The bylaws, which must receive ministerial approval and then go through the CRD Board to be finalized, set up a funding mechanism to compensate farmers whose livestock has been killed by dogs when no specific dogs or owners can be confirmed to be responsible. The bylaws set a maximum annual compensation of $3,000 each for the Salt Spring, Southern Gulf Islands and Juan de Fuca areas, to be funded in each area through that community’s tax requisition. The new program will go into effect in 2022.
“Basically it seems like a good approach,” Salt Spring director Gary Holman said at the EAC meeting. “We’re retaining the overhead aspects and still offering compensation, satisfying all concerns.”
Compensation previously came through the animal control/bylaw enforcement branch, which collects dog licensing fees in the electoral areas. Staff had recommended ending the program since there was no budget assigned to compensation funds. The farming communities in each of the electoral areas wished to continue the program, but there was some concern about the levels of compensation required by different areas, especially in Juan de Fuca.
“I felt that Juan de Fuca didn’t have any claims and we might be paying for others,” electoral area director Mike Hicks explained during the June 9 meeting.
Hicks suggested a maximum compensation amount of $1,000 would be more than enough for his community.
The amount needed on Salt Spring was a more difficult question. Staff reported $3,000 would be sufficient for most years on record, although there have been “peak” kill years with higher amounts needed in the past.
The Salt Spring Island Farmers’ Institute wrote a letter to Holman and CRD Bylaw Enforcement chief Don Brown earlier this month asking them to take action to prevent dog attacks on sheep, noting these had become particularly frequent and vicious over the past spring. The institute further requested the CRD address the compensation amount offered for livestock losses, which they say hasn’t kept up to market rates.
“There is no compensation offered to the farmer for veterinary fees, loss of future income, [or] time spent caring for injured animals, to say nothing of the mental anguish. There needs to be a review of this compensation to properly reflect today’s market value,” Farmers’ Institute president Marguerite Lee states in the letter.
The amount offered is 75 per cent of fair market value, up to a maximum $750 per animal. CRD staff confirmed that amount had not changed since the compensation program was introduced in the 1980s, but they felt it had always been sufficient except once, when a horse was killed.
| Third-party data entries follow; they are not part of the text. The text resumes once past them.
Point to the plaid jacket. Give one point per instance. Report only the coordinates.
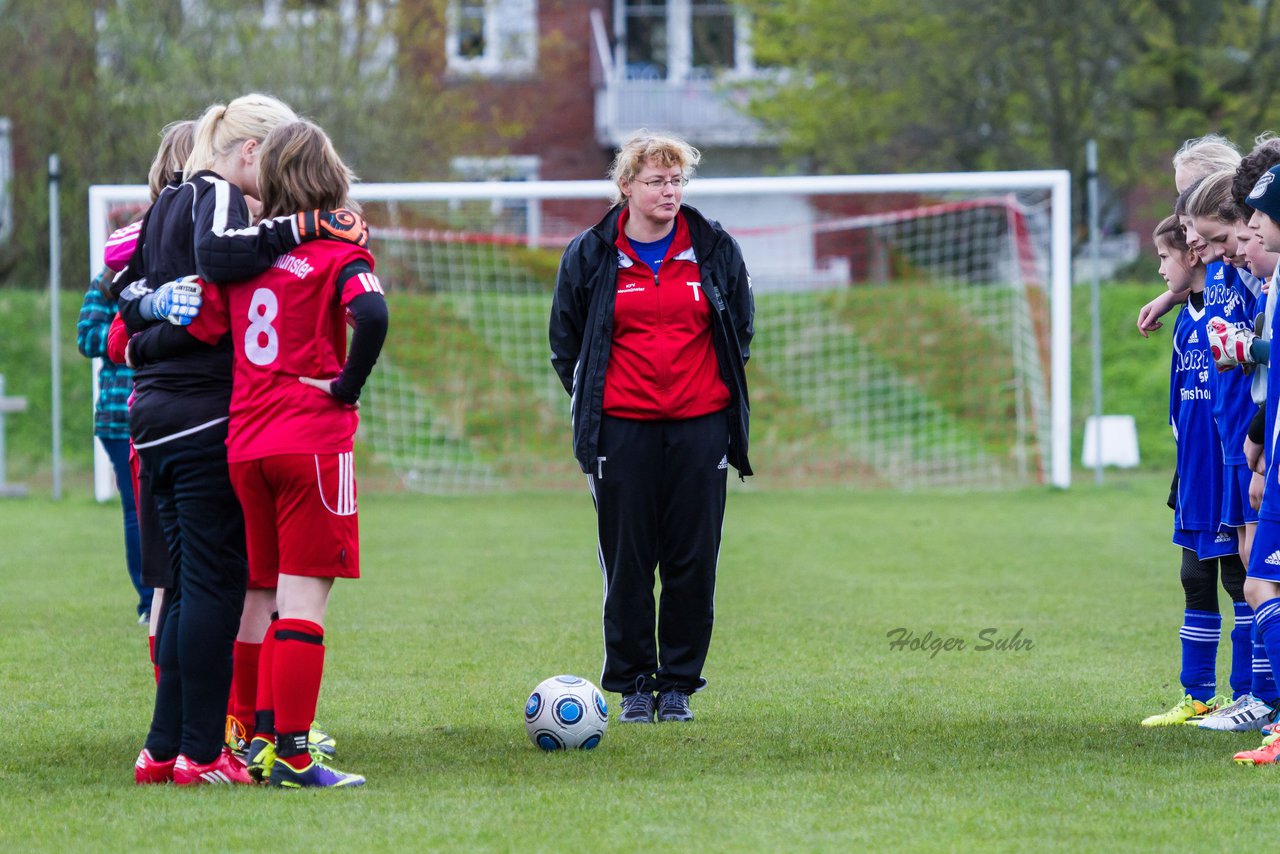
(115, 382)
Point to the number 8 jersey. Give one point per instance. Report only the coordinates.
(287, 323)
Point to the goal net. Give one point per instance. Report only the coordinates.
(910, 330)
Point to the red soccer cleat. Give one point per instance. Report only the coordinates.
(223, 770)
(1264, 756)
(147, 770)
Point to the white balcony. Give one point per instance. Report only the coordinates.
(703, 112)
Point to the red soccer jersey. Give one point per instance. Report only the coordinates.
(662, 364)
(287, 323)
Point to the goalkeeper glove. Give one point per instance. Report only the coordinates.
(176, 301)
(1229, 343)
(339, 224)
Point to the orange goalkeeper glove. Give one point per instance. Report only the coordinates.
(339, 224)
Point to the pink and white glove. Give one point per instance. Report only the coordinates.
(1229, 343)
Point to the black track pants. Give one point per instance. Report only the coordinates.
(659, 501)
(205, 529)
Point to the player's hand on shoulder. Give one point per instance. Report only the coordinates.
(177, 301)
(1150, 315)
(338, 224)
(325, 384)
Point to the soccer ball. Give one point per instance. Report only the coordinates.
(566, 712)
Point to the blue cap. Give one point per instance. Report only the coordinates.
(1265, 195)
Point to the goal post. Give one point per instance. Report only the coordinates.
(912, 330)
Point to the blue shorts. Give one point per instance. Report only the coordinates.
(1237, 510)
(1265, 553)
(1210, 544)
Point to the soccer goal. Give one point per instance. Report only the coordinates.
(910, 330)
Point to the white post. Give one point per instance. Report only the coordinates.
(55, 361)
(1091, 176)
(1060, 323)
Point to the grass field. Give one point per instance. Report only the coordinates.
(814, 734)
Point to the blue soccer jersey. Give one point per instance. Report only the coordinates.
(1230, 296)
(1191, 414)
(1270, 508)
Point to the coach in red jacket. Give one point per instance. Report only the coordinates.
(650, 329)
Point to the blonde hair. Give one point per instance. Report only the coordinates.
(643, 147)
(1171, 233)
(298, 169)
(176, 141)
(223, 127)
(1212, 197)
(1208, 154)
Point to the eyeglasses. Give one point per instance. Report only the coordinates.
(658, 183)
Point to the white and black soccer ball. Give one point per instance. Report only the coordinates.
(566, 713)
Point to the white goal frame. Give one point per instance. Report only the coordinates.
(1057, 183)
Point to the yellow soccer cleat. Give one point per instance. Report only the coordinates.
(1187, 711)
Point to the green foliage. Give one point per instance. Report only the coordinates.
(813, 735)
(24, 362)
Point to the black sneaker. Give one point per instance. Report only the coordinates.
(636, 708)
(673, 706)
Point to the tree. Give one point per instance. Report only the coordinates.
(963, 85)
(97, 81)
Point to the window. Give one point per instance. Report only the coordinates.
(492, 37)
(677, 40)
(647, 39)
(713, 35)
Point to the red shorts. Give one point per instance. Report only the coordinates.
(300, 516)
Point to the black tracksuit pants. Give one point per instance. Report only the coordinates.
(659, 499)
(205, 529)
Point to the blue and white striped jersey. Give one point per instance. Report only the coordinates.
(1191, 414)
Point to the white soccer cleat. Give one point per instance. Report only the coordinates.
(1244, 715)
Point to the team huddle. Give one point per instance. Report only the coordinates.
(231, 302)
(242, 423)
(1219, 252)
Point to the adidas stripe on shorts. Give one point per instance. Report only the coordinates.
(1265, 555)
(1207, 544)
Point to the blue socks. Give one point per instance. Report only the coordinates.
(1200, 634)
(1266, 621)
(1244, 661)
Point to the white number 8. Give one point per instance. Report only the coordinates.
(263, 310)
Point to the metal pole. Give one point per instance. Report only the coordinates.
(1091, 172)
(55, 361)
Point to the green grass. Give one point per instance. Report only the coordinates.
(813, 734)
(489, 401)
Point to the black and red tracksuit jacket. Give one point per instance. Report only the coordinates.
(583, 318)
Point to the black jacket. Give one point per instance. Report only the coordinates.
(581, 325)
(197, 227)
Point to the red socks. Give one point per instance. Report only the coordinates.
(242, 702)
(296, 670)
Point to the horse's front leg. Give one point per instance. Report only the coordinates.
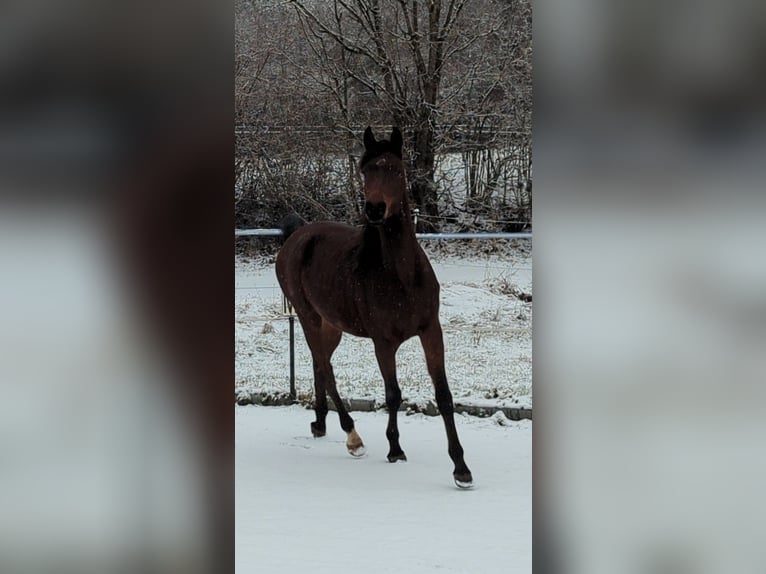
(386, 355)
(433, 346)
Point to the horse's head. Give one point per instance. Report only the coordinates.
(385, 185)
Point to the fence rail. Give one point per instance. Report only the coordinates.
(426, 236)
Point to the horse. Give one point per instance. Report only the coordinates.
(373, 281)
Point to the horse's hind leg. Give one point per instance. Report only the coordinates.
(323, 343)
(319, 427)
(433, 346)
(386, 355)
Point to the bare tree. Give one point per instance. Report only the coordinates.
(455, 75)
(403, 47)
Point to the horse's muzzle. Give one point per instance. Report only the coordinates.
(375, 212)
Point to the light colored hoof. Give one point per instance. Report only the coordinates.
(355, 445)
(357, 452)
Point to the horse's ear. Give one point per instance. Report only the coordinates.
(396, 140)
(369, 138)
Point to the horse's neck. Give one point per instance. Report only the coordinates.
(399, 248)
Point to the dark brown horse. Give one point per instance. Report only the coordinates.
(373, 281)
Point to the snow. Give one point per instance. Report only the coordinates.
(305, 505)
(487, 332)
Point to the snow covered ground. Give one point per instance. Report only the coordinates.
(487, 329)
(305, 505)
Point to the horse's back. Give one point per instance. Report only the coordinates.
(316, 245)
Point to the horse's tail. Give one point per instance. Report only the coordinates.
(290, 223)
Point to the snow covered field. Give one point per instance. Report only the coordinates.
(487, 330)
(305, 505)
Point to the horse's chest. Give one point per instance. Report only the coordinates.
(390, 308)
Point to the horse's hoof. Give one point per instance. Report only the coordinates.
(463, 480)
(317, 431)
(357, 452)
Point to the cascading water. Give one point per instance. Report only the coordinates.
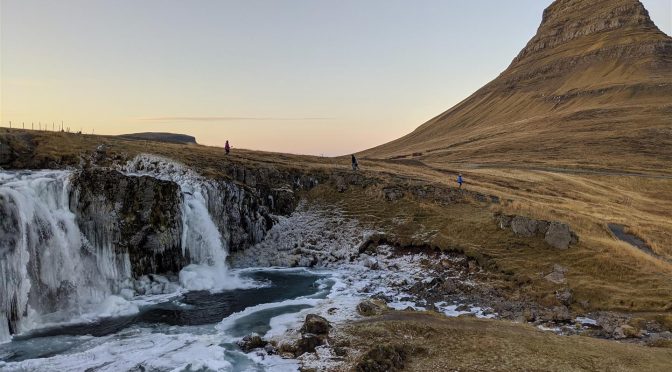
(201, 240)
(48, 271)
(51, 273)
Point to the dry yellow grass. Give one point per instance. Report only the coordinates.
(608, 273)
(435, 343)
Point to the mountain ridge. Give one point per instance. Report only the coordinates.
(595, 78)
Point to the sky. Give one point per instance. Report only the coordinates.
(300, 76)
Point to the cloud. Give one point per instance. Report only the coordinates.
(228, 118)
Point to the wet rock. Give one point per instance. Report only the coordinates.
(504, 221)
(626, 331)
(371, 263)
(251, 342)
(524, 226)
(340, 351)
(463, 308)
(564, 296)
(558, 235)
(393, 193)
(315, 324)
(270, 349)
(383, 358)
(101, 152)
(308, 343)
(286, 347)
(556, 277)
(368, 308)
(558, 314)
(140, 216)
(341, 186)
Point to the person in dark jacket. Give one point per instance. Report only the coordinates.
(355, 164)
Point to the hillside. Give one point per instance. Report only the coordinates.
(590, 90)
(161, 137)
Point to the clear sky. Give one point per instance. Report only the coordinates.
(300, 76)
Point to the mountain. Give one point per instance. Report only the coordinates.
(161, 137)
(593, 88)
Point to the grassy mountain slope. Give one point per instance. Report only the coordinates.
(591, 89)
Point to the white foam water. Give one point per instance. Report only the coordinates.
(44, 277)
(201, 239)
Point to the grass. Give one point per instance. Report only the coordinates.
(604, 274)
(432, 342)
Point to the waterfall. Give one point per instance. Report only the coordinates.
(202, 242)
(48, 271)
(51, 273)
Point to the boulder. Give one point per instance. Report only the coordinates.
(524, 226)
(626, 331)
(383, 358)
(315, 324)
(555, 277)
(558, 235)
(558, 314)
(251, 342)
(564, 296)
(368, 308)
(308, 343)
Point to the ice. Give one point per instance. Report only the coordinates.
(586, 321)
(42, 254)
(136, 350)
(213, 278)
(114, 306)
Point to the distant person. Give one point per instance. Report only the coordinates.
(355, 164)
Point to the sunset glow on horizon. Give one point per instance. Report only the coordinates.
(300, 76)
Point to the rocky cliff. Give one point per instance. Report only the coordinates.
(142, 216)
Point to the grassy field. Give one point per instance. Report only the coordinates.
(604, 273)
(431, 342)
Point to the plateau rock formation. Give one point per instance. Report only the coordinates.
(591, 88)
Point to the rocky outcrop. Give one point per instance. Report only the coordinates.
(314, 333)
(141, 216)
(138, 216)
(556, 234)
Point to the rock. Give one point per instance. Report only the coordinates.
(286, 347)
(340, 351)
(315, 324)
(308, 343)
(504, 221)
(463, 308)
(558, 235)
(251, 342)
(555, 277)
(368, 308)
(558, 314)
(393, 193)
(101, 152)
(559, 269)
(542, 227)
(564, 296)
(371, 263)
(524, 226)
(270, 349)
(341, 186)
(626, 331)
(383, 358)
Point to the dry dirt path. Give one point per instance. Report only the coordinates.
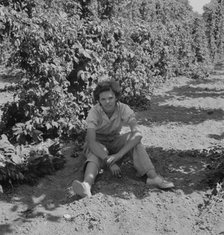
(185, 115)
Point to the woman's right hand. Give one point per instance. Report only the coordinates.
(115, 170)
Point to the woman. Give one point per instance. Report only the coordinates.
(105, 146)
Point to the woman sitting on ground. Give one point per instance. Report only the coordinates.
(105, 146)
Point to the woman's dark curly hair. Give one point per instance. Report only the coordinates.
(106, 85)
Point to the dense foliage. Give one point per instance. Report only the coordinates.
(214, 18)
(140, 43)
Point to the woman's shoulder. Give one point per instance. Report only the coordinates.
(123, 106)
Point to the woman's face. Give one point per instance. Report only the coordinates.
(107, 100)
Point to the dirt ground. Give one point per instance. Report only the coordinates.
(185, 115)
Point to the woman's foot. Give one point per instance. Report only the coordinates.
(82, 189)
(159, 182)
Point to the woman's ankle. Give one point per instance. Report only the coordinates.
(151, 174)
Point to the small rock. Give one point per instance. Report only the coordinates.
(67, 217)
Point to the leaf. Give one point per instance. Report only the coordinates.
(48, 125)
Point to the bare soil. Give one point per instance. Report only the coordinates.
(185, 115)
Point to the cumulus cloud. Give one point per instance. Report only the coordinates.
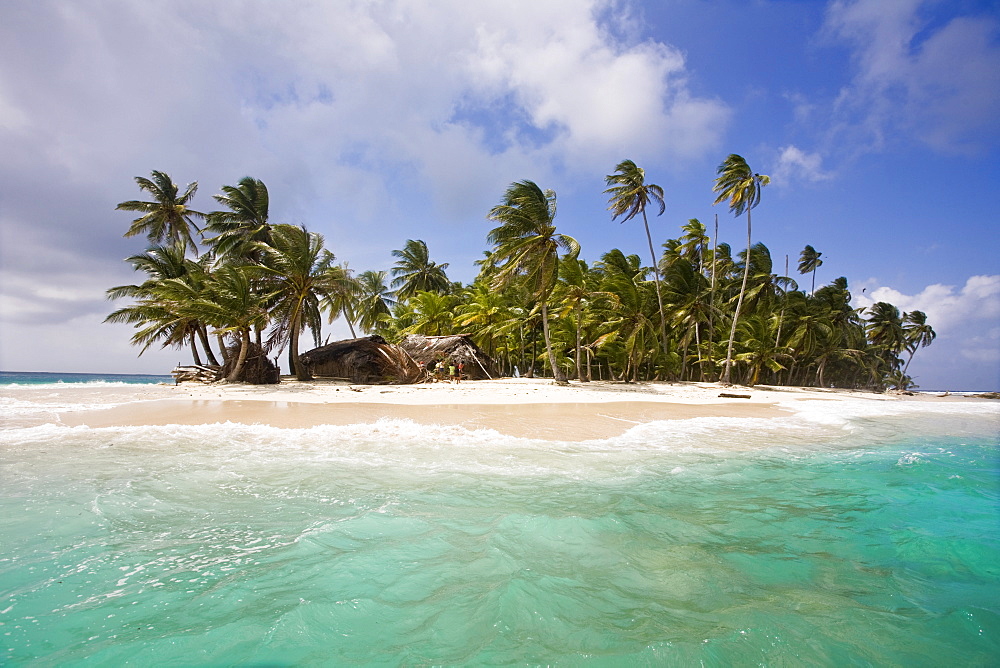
(938, 82)
(968, 316)
(794, 164)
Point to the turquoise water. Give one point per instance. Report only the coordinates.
(45, 378)
(870, 539)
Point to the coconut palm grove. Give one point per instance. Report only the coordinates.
(228, 281)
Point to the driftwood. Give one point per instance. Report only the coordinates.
(449, 350)
(368, 360)
(195, 373)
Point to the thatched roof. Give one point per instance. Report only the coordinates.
(368, 360)
(257, 369)
(451, 349)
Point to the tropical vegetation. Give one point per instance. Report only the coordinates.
(693, 312)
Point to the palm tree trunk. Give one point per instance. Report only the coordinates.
(912, 353)
(656, 277)
(739, 305)
(299, 369)
(557, 373)
(343, 309)
(579, 326)
(222, 347)
(711, 312)
(781, 316)
(203, 335)
(242, 358)
(194, 350)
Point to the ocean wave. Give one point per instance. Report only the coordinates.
(92, 384)
(404, 449)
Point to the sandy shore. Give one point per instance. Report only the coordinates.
(517, 407)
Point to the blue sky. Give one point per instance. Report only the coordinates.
(378, 122)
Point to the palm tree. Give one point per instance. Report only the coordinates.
(244, 224)
(740, 185)
(809, 262)
(630, 194)
(527, 248)
(296, 267)
(235, 305)
(156, 312)
(433, 314)
(414, 271)
(375, 300)
(169, 216)
(884, 328)
(342, 294)
(917, 332)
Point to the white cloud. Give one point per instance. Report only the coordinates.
(966, 317)
(940, 83)
(403, 114)
(796, 164)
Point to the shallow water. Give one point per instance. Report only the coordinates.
(851, 533)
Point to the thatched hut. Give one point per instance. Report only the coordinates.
(451, 350)
(370, 360)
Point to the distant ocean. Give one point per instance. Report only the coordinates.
(45, 378)
(850, 533)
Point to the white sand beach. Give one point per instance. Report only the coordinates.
(524, 407)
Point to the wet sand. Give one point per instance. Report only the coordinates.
(549, 421)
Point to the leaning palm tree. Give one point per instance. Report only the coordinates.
(917, 332)
(234, 304)
(168, 218)
(414, 272)
(740, 185)
(342, 294)
(374, 300)
(630, 194)
(296, 267)
(244, 224)
(526, 247)
(809, 262)
(171, 279)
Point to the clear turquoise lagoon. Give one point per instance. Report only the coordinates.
(846, 534)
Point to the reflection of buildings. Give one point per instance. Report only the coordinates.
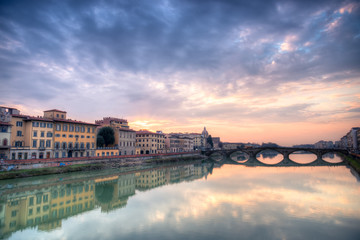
(268, 154)
(45, 204)
(113, 192)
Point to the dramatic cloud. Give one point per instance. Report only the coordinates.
(185, 63)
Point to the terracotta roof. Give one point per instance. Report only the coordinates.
(29, 118)
(74, 121)
(54, 110)
(5, 123)
(147, 132)
(126, 130)
(8, 107)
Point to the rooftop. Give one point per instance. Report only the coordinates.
(55, 110)
(5, 123)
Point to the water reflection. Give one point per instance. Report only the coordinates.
(45, 204)
(303, 157)
(189, 201)
(239, 156)
(332, 157)
(269, 157)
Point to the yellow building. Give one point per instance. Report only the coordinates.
(72, 138)
(125, 138)
(31, 137)
(106, 151)
(149, 142)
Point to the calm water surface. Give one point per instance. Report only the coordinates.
(186, 201)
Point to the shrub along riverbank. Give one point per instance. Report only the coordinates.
(22, 173)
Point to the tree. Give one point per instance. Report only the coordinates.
(209, 141)
(100, 142)
(108, 136)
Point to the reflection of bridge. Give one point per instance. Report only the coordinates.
(253, 161)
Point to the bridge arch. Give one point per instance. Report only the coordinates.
(270, 156)
(303, 157)
(239, 156)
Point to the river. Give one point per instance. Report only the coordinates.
(190, 200)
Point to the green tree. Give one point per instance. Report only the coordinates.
(100, 142)
(209, 141)
(108, 135)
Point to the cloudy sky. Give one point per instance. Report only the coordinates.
(258, 71)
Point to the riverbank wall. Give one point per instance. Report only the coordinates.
(13, 165)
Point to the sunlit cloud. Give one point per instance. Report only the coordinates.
(251, 68)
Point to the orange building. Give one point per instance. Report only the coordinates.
(72, 138)
(149, 142)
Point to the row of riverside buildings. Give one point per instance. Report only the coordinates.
(350, 141)
(53, 135)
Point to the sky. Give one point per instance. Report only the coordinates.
(250, 71)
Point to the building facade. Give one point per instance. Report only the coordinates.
(177, 142)
(127, 141)
(5, 136)
(125, 138)
(149, 142)
(31, 137)
(72, 138)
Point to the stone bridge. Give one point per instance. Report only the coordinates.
(253, 161)
(285, 151)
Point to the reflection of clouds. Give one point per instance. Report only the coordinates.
(258, 203)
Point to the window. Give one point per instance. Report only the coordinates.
(38, 201)
(13, 213)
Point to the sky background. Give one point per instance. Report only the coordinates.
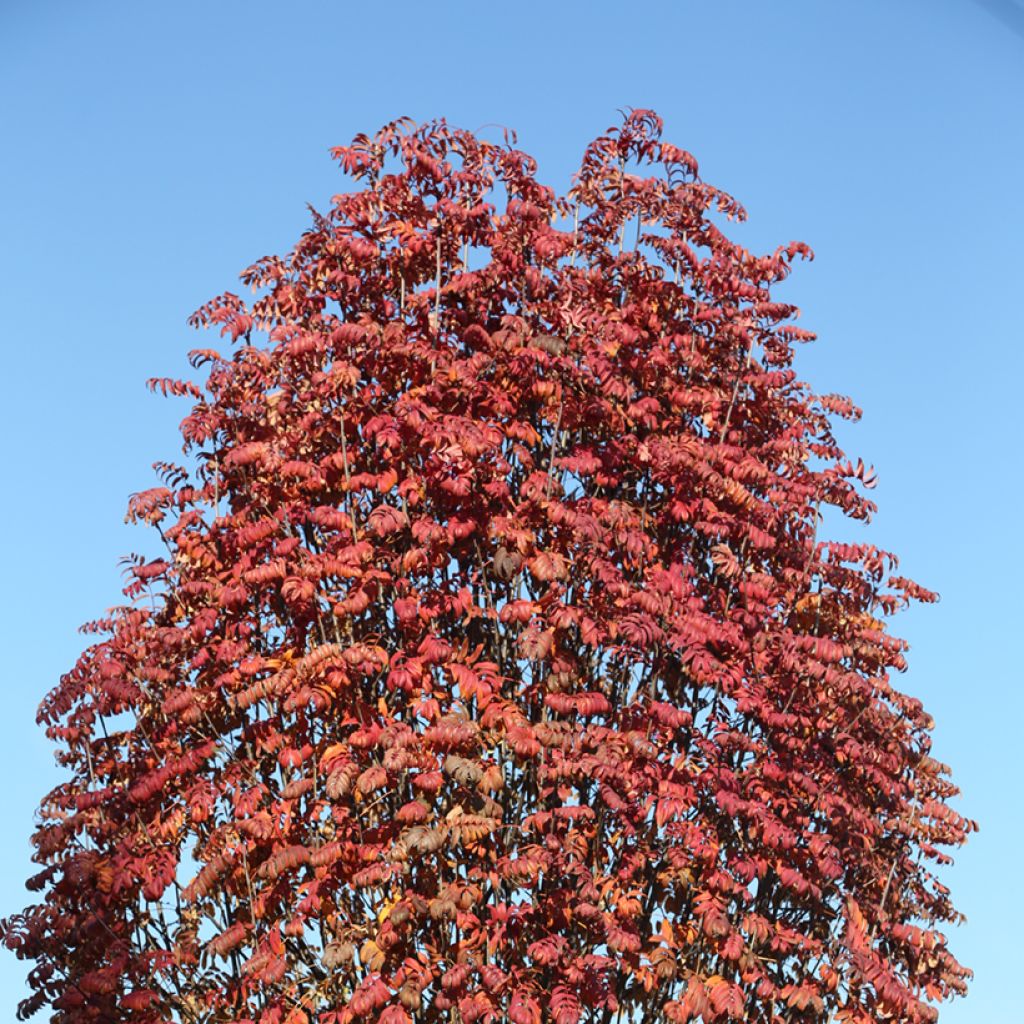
(150, 152)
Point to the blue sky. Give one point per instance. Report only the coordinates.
(153, 151)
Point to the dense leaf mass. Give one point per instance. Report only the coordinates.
(495, 670)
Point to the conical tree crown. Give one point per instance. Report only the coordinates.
(496, 670)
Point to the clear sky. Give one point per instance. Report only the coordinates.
(148, 152)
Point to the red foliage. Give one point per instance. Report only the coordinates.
(495, 668)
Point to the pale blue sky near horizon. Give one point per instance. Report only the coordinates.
(151, 152)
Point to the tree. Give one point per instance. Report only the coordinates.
(495, 669)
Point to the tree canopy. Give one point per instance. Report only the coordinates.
(496, 669)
In response to Holman’s questions around the potential need to increase the maximum compensation level in a bad year, staff said the maximum amount could be changed by amending the bylaw if approved by the CRD Board. It would also be possible to run a deficit and recover that from the following year’s requisition. Any unspent funds would go into an operating surplus for the following year.
From the perspective of farmers, there would be no need for compensation if there were no dog attacks, and for that to happen CRD animal control needs to be more effective. Lee said bylaw enforcement officers should be given more responsibility for follow-up and to deal with dogs that are known to be causing problems.
The Farmers’ Institute letter concludes, “every effort must be made to prevent such attacks from occurring in the first place. Our members want concrete actions on your part to enforce existing policy and regulations. We would be more than happy to consult on policy changes that may be needed to resolve this problem.”